Ernst & Young’ın Türkiye Usulsüzlük İncelemesi ve Uyuşmazlık Danışmanlığı bölümü tarafından yapılan ve Türkiye merkezli inşaat firmalarının usulsüzlük konusuna yaklaşımını inceleyen araştırma, çalışanların firmaları adına usulsüzlük yapmasının kimi zaman gerekli bulunduğunu ortaya koyuyor. Firma adına usulsüzlük yapmanın kabul edilebilir olduğu bir şirket kültüründe, iç işleyişte de usulsüzlükle daha sık karşılaşılıyor. Ernst & Young Türkiye Usulsüzlük ve İnceleme Bölümü Müdürü Oytun Önder, usulsüzlükle mücadele etmek için ortak bir dil oluşturmanın önemine dikkat çekiyor.
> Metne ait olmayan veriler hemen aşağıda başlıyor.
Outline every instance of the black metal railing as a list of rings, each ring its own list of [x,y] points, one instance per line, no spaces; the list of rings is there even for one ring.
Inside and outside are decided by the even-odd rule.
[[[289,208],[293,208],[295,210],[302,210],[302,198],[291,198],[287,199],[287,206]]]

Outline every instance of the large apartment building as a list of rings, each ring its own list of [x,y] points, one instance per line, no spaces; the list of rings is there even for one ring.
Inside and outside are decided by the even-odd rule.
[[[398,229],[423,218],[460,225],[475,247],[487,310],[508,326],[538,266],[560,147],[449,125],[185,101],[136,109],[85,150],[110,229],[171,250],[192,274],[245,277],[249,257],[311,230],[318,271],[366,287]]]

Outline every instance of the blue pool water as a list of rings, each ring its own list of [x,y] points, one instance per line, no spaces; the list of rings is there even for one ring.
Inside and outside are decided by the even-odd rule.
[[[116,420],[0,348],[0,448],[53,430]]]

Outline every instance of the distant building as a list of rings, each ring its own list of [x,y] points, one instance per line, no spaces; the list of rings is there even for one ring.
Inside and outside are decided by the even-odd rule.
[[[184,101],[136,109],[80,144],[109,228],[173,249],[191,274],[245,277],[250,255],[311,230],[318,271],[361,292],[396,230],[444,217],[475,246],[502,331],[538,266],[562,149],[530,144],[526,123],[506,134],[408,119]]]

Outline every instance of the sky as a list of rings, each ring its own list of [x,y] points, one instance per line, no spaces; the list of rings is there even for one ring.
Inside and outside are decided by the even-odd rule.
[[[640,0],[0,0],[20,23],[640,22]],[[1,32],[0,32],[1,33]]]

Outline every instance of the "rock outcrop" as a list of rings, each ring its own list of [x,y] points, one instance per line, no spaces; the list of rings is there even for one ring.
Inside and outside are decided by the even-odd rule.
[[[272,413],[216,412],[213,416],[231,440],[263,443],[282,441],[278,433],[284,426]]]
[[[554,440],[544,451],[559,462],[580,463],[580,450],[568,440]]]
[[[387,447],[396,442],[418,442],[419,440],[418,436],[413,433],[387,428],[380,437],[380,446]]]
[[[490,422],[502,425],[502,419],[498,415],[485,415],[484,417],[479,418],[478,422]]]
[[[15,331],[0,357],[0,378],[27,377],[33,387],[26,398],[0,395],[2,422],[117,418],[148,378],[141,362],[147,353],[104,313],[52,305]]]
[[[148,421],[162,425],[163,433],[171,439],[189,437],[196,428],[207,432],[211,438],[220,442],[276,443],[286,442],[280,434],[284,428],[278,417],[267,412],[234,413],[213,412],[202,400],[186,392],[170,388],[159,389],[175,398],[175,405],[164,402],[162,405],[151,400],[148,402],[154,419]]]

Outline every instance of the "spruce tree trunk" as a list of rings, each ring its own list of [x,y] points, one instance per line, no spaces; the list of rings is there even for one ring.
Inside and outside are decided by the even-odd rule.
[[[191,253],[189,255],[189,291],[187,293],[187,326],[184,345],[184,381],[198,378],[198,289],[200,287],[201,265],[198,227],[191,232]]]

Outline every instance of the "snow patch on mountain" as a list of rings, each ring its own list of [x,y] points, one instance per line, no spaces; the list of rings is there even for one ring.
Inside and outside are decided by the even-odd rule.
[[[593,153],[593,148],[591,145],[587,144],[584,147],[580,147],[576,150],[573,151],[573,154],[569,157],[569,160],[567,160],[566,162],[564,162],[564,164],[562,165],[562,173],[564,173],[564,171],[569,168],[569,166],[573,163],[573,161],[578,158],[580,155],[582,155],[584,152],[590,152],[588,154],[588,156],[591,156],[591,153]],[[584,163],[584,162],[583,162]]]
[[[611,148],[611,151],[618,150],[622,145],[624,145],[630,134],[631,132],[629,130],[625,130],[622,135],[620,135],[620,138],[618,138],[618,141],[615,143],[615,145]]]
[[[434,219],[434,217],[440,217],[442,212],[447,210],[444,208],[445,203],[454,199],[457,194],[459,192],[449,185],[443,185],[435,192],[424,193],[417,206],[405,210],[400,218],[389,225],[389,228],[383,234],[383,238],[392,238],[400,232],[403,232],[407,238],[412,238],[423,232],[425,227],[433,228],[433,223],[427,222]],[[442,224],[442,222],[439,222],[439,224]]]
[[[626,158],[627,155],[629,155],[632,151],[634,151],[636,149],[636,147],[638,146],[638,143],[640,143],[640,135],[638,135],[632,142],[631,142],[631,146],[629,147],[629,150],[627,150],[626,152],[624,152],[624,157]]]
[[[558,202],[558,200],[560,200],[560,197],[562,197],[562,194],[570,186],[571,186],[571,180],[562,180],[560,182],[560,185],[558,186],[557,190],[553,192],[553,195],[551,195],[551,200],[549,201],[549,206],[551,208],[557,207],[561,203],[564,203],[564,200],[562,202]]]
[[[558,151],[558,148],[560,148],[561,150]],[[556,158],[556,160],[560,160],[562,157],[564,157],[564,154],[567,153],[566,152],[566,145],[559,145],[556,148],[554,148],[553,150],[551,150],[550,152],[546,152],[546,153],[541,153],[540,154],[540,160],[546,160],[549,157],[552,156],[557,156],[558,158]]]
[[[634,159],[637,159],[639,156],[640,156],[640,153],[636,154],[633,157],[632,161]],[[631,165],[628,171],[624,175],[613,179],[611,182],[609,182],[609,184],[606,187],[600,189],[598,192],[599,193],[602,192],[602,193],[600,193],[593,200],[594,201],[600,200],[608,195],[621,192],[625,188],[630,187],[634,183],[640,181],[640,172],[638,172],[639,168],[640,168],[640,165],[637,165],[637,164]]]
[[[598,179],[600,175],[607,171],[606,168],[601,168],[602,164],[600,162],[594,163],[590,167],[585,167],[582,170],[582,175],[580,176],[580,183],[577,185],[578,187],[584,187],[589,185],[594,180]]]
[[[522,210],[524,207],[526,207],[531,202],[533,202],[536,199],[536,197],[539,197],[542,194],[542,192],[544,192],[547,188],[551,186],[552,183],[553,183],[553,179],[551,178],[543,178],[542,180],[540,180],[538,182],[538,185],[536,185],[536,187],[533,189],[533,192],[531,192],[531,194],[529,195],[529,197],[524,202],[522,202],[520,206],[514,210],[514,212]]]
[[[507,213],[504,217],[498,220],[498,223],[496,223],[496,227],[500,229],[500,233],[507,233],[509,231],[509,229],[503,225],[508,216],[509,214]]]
Usulsüzlük doğal karşılanıyor
Ernst & Young Türkiye Usulsüzlük ve İnceleme Bölümü Müdürü Oytun Önder, inşaat sektörü ile ilgili konular gündeme geldiğinde usulsüzlük iddialarının da hemen akla geldiğini belirterek, şu değerlendirmeyi yapıyor: “Usulsüzlük konusunun kamuoyu tarafından doğal karşılanmasının gerekçeleri değerlendirildiğinde, bu algının geçmişten günümüze dek yaşanan tecrübe ve duyumların bir yansıması olduğu ortaya çıkıyor. İhale süreçlerinin çok fazla rekabetçi olması, seçim kriterlerinin açık-net ve şeffaf olmaması, monopolistik hizmet yapısı, yüksek kar beklentilerini karşılamayan kar marjları, yüksek taahhüt riskleri ve taraflar arasındaki yakın ilişkiler gibi sektörün karakteristik özellikleri, usulsüzlük risklerini artırıyor ve negatif önyargıların artmasına neden oluyor.”